Introduction
This is a proprietary VoIP project to send and receive audio data by TCP. It's an extension of my first article Play or Capture Audio Sound. Send and Receive as Multicast (RTP). This application streams the audio data not by multicast but by TCP. So you can be sure there is no data lost and you can transfer them over subnets and routers away. The audio codec is U-Law. The sample rate is selectable from 5000 to 44100.
The server can run on your local PC. You can get your current IP4-Address with help of running cmd.exe and typing "ipconfig
". You should use a static IP-Address, so that possible clients do not have to change their settings after reconnecting some days later. The clients must connect to the IP4-Address and port configured on the running server. The server can be run in silent mode (no input, no output) just transferring audio data between all connected clients.
Choose a free port that is not used by another application (do not use 80 or other reserved ports). You can connect within LAN or Internet. For Internet chatting, you can configure a port forwarding on your router.

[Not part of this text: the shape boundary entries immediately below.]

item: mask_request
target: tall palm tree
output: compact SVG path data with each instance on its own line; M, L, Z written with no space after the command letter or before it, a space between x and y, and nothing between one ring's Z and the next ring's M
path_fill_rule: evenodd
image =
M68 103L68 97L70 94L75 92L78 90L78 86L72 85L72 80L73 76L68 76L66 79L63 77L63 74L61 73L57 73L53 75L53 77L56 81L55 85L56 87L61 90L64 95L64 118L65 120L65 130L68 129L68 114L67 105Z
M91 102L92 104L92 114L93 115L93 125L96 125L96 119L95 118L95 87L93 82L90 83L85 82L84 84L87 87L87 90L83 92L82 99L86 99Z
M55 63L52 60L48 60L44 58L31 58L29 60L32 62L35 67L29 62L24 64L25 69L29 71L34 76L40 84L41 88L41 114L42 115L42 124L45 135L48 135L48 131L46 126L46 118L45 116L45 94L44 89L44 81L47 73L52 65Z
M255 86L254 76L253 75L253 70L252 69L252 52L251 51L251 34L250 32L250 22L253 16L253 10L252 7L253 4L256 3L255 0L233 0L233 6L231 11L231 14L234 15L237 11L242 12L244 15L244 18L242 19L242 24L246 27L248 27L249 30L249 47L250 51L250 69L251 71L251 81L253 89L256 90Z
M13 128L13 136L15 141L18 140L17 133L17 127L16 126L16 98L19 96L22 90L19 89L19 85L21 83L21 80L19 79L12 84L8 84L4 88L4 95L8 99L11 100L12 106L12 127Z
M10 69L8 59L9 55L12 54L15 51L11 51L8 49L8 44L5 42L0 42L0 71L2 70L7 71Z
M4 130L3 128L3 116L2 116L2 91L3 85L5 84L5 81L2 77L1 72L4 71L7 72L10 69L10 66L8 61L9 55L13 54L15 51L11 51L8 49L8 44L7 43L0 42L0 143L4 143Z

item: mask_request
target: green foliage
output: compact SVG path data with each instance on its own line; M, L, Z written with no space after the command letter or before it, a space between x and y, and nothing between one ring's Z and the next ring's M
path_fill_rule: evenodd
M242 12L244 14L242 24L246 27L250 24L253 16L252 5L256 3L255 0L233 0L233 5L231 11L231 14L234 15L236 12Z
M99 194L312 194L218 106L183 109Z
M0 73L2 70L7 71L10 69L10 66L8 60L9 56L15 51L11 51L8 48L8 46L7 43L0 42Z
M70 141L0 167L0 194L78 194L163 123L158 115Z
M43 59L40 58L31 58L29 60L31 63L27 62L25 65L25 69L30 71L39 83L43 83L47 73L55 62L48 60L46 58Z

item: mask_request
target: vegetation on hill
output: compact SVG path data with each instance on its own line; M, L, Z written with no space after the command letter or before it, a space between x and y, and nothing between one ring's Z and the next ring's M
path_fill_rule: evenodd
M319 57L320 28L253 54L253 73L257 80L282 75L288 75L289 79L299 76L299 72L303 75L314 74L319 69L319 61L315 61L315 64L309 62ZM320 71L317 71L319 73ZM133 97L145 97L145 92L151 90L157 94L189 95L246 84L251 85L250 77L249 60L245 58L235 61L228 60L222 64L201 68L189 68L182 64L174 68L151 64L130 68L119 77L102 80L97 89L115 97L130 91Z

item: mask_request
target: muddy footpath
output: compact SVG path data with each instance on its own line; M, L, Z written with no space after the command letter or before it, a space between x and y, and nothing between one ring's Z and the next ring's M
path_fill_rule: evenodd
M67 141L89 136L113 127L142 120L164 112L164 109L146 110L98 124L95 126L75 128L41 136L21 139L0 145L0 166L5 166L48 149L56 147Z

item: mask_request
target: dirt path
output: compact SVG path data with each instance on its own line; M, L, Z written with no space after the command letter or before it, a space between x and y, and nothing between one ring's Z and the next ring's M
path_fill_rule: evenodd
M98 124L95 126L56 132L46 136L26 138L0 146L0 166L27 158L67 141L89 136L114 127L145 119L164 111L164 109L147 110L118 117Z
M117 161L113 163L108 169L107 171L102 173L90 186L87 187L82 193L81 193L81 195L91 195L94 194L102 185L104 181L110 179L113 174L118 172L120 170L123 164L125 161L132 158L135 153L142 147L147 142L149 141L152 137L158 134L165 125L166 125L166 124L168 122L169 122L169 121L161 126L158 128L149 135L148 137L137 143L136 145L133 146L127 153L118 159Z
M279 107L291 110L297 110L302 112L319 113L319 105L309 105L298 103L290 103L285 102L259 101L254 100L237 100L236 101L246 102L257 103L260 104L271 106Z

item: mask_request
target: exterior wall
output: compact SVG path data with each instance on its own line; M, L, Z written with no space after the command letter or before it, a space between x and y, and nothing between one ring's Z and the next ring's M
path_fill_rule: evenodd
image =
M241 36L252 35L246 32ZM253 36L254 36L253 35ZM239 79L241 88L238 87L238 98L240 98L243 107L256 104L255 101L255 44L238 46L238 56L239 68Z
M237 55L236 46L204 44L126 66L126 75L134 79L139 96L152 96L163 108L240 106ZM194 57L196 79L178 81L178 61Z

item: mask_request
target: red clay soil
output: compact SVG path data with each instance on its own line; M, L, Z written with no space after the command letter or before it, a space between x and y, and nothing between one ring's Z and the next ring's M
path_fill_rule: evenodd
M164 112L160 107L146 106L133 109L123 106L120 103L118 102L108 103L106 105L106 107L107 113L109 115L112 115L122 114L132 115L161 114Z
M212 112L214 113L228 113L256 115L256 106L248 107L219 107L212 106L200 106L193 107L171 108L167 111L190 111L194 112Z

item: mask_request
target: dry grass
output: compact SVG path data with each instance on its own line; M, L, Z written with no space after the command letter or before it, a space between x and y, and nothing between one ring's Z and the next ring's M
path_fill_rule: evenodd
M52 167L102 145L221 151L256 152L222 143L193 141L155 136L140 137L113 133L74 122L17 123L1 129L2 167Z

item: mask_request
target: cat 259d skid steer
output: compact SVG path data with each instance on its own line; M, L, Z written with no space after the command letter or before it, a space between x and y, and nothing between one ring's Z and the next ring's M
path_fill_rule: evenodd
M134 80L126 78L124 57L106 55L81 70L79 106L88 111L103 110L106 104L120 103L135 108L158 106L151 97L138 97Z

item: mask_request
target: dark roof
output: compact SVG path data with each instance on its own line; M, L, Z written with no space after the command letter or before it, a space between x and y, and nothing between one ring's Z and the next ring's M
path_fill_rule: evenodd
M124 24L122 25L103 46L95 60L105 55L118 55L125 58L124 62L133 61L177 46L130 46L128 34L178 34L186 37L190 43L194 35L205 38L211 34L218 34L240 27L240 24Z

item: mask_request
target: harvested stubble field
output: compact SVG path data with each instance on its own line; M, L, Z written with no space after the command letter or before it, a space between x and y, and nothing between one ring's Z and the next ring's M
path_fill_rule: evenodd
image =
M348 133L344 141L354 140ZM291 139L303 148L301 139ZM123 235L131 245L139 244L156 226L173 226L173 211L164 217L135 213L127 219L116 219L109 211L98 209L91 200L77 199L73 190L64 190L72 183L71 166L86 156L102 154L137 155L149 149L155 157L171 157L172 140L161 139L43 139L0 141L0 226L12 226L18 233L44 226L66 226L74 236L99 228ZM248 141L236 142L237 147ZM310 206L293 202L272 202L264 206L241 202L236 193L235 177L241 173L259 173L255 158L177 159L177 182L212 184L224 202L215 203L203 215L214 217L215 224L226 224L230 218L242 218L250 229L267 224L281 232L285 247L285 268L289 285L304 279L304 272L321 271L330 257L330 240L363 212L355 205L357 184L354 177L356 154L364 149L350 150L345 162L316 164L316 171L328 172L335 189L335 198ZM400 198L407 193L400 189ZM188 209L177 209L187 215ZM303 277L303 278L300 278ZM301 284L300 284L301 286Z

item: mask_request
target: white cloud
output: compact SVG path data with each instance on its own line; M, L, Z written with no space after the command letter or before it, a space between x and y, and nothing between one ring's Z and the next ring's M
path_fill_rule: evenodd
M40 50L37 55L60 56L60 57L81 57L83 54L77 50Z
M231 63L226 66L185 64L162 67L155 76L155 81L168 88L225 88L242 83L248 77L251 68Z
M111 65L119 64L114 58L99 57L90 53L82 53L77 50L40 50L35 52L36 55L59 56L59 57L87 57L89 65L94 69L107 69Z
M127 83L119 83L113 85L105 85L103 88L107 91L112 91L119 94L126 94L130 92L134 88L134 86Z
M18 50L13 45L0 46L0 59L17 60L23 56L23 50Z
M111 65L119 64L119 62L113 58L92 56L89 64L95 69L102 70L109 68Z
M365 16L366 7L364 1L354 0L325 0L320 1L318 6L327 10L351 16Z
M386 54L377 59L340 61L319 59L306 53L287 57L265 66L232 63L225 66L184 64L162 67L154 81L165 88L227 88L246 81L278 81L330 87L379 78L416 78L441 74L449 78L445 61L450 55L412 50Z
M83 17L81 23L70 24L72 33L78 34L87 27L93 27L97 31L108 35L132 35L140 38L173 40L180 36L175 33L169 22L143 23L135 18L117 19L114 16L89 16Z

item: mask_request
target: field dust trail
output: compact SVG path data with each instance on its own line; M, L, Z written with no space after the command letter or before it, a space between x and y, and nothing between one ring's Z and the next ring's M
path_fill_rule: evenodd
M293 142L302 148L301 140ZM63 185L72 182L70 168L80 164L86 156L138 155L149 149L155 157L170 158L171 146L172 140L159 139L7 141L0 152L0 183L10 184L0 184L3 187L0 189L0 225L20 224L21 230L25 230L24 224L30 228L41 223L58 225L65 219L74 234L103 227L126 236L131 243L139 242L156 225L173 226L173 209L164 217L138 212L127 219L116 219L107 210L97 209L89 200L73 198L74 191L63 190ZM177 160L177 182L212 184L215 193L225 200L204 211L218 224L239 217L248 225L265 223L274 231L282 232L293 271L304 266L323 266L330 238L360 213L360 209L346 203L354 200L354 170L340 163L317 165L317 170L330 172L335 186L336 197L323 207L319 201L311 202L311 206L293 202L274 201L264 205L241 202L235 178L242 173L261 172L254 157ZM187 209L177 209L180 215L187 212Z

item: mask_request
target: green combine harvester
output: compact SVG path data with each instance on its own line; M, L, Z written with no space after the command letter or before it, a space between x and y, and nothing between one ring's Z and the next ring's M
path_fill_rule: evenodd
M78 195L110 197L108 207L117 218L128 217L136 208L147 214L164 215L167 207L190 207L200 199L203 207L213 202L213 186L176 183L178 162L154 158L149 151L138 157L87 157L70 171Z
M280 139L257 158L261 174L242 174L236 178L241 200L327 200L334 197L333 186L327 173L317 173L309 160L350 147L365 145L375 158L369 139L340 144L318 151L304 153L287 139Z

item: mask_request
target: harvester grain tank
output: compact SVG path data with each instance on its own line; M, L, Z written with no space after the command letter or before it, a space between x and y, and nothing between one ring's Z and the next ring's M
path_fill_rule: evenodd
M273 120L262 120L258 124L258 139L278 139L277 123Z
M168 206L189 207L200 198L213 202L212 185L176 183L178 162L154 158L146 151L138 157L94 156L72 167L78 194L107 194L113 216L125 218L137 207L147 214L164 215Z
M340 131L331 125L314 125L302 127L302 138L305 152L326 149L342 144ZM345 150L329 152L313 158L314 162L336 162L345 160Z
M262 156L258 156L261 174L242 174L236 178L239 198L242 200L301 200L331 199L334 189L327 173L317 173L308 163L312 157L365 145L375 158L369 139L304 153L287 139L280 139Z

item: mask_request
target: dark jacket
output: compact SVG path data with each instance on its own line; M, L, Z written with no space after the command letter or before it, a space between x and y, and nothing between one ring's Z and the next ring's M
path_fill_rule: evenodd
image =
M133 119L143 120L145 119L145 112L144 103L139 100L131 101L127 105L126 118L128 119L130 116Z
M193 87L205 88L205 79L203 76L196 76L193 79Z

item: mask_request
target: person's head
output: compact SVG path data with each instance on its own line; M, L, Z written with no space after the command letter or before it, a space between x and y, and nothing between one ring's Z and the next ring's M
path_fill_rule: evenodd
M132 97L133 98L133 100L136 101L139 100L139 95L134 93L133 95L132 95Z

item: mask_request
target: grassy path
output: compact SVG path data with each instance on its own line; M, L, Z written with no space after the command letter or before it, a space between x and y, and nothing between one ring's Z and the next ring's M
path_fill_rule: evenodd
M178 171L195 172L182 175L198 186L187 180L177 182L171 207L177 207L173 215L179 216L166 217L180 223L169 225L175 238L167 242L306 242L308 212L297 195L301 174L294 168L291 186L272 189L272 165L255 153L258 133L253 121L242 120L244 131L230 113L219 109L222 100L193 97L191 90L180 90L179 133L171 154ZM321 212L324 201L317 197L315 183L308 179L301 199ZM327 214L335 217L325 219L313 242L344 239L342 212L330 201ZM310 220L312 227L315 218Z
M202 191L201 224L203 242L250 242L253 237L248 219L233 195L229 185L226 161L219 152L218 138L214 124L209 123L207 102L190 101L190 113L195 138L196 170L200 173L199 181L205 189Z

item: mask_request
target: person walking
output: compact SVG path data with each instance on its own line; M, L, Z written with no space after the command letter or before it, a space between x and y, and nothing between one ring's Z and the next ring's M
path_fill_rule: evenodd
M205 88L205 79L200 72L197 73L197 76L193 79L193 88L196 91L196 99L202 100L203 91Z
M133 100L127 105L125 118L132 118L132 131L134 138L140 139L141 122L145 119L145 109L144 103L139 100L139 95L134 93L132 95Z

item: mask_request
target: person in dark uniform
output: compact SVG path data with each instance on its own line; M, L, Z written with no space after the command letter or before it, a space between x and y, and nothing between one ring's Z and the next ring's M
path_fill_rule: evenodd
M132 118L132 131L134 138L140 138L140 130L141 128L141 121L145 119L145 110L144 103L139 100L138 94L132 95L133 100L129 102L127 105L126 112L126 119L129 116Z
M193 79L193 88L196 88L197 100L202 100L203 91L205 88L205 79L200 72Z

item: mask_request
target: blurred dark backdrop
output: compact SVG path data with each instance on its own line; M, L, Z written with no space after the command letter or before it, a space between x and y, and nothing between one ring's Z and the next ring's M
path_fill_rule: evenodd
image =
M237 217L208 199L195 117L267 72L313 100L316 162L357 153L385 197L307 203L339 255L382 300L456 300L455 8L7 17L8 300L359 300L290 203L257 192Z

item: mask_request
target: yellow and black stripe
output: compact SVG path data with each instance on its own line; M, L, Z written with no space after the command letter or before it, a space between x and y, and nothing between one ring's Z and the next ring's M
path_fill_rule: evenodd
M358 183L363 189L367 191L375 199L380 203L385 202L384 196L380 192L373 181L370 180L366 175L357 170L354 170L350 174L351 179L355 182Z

Note !!! This is a proprietary project. You can't use my servers or clients with any other standardized servers or clients. I don't use standards like RTCP or SDP.
Background
Because of network traffic and time clock differences, you have to use Jitter-Buffers to compensate data transfer. You can set the Jitter-Buffer for each server, so all clients will use the same amount. One Jitter-Buffer represents one data-packet, included in a TCP-Stream. The server starts playing, when the Jitter-Buffer reaches the half of maximum. You can watch this in the progressbar
which is shown for each client. The more Jitter-Buffers you set, the more delay will occur. You can run the TCPStreamer
as client or as server. One server can handle one or more clients.
The TCPStreamer as Client
Running as client, you can connect to a server instance. Choose your microphone and listen device. Click on the microphone or speaker buttons to mute. After the client is connected, the speaker combobox changes to a progress bar showing the value of incoming data. The used SamplesPerSecond
(Quality) depends on Server-Configuration. The Jitter-Buffer client sides is only important for the delay of incoming data.
The TCPStreamer as Server
Running as a server, you can wait for one or more clients. Choose your microphone and listen device if wanted, but you can run the server without hearing or speaking server sides, so that only the clients speak to each other. Each client can be muted exclusive (Speaker and Micro). The IP-Address must be the address of your computer. The port number should not be used by other applications. The Jitter-Buffer value server sides is important for the delay of all connected clients. Use the lowest value as possible. The server has to mix all data from all clients, so you should choose a performant workstation on which to run the server. The quality of the speak depends on the SamplesPerSecond
value.
Using the Code
There are the following assemblies:
- TCPStreamer.exe (main application)
- TCPClient.dll (TCP client wrapper helper)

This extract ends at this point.